Assessment of Soil Contamination Using GIS and Multi-Variate Analysis: A Case Study in El-Minia Governorate, Egypt
The issue of soil contamination is one of the most important subjects that interests decision-makers all over the world. It is also related to soil fertility and food security. The soils adjacent to the drains in Egypt suffer from increasing concentration of heavy metals, which negatively affects soil and crop quality.

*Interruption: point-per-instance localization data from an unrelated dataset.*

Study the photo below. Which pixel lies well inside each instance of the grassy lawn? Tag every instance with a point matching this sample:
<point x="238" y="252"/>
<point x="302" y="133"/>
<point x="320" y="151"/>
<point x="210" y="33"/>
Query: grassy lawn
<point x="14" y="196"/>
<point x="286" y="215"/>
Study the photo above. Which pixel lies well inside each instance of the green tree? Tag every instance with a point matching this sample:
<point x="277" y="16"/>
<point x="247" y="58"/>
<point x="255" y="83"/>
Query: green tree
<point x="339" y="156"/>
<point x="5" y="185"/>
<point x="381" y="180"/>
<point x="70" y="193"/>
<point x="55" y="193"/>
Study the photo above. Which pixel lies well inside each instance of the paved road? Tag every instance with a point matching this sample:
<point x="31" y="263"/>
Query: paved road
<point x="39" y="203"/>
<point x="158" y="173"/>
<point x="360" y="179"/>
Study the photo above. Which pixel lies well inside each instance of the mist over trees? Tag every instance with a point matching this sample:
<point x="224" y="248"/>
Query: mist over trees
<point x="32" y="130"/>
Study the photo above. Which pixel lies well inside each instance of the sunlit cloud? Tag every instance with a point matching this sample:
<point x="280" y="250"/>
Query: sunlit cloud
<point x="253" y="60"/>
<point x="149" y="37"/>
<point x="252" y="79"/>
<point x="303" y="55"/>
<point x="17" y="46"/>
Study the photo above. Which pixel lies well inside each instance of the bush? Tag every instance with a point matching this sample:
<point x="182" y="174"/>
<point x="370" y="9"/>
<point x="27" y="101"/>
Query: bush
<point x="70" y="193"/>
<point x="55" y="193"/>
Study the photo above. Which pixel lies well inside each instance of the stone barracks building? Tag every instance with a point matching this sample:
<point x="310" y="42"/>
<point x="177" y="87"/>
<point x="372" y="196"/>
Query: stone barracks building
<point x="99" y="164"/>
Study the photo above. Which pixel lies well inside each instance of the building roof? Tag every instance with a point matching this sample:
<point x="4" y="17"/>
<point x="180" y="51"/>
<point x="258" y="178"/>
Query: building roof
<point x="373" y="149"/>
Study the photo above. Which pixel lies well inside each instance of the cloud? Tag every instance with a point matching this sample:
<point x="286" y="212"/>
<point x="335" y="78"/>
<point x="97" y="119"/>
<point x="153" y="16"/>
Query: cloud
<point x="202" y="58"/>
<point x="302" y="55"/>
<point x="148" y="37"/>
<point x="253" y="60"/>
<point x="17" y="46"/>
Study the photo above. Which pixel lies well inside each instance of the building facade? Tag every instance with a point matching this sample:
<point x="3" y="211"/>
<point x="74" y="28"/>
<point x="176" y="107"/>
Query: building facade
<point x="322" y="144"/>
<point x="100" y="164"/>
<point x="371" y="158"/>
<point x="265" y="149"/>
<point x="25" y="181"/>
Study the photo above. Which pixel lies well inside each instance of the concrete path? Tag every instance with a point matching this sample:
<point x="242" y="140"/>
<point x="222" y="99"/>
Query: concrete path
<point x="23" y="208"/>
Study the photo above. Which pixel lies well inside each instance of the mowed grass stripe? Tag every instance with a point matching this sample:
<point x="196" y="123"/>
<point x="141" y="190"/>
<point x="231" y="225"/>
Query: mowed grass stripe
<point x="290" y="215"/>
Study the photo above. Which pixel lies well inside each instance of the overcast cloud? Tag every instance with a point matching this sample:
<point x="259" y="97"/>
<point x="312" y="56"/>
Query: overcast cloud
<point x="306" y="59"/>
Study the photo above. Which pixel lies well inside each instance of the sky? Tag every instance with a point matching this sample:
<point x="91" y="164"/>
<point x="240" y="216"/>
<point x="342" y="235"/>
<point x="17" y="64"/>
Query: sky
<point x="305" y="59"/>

Precise spatial distribution maps of heavy metals are an essential key to mitigating the negative impacts on the ecosystem. Sixty random soil locations adjacent to the El-Moheet drainage were chosen on the west side of the Nile River, El-Minia governorate, Egypt. Six heavy metals (Cr, Co, Cu, Cd, Pb, and Zn) were selected to generate their spatial pattern maps using ordinary Kriging (OK). Principal component analysis (PCA) and contamination factors (CF) were applied to evaluate soil contamination levels in the study area. The results showed that the Gaussiang model was a high fit for soil pH, and Pb, the Exponential model was fit for EC, Stable model was fit for OC, Co, Cu, and Cd. In addition, the Spherical model was fit for both Cr and Zn. The MSE values were close to zero in all selected metals, while the values of RMSSE were close to one. The results showed that the soil heavy metal concentrations were grouped into two clusters using PCA. Furthermore, three contamination degrees were obtained (moderate, considerable, and very high), with about 70.7% of the study area characterized by considerable heavy metals concentration, where the average heavy metals concentration (mg kg−1) in this degree was 91.23 ± 19.5, 29.44 ± 5.2, 53.83 ± 10.2, 1.12 ± 0.3, 36.04 ± 18.0, and 101.29 ± 35 for Cr, Co, Cu, Cd, Pb, and Zn, respectively. The current results reflect the mismanagement and use of low-quality water for irrigation in the study area, which increased the toxic element concentration in soil surface layers. In the end, the results of spatial distribution maps of pollutants and their degrees could support decision-makers as a basis for developing appropriate mitigation plans for heavy metals.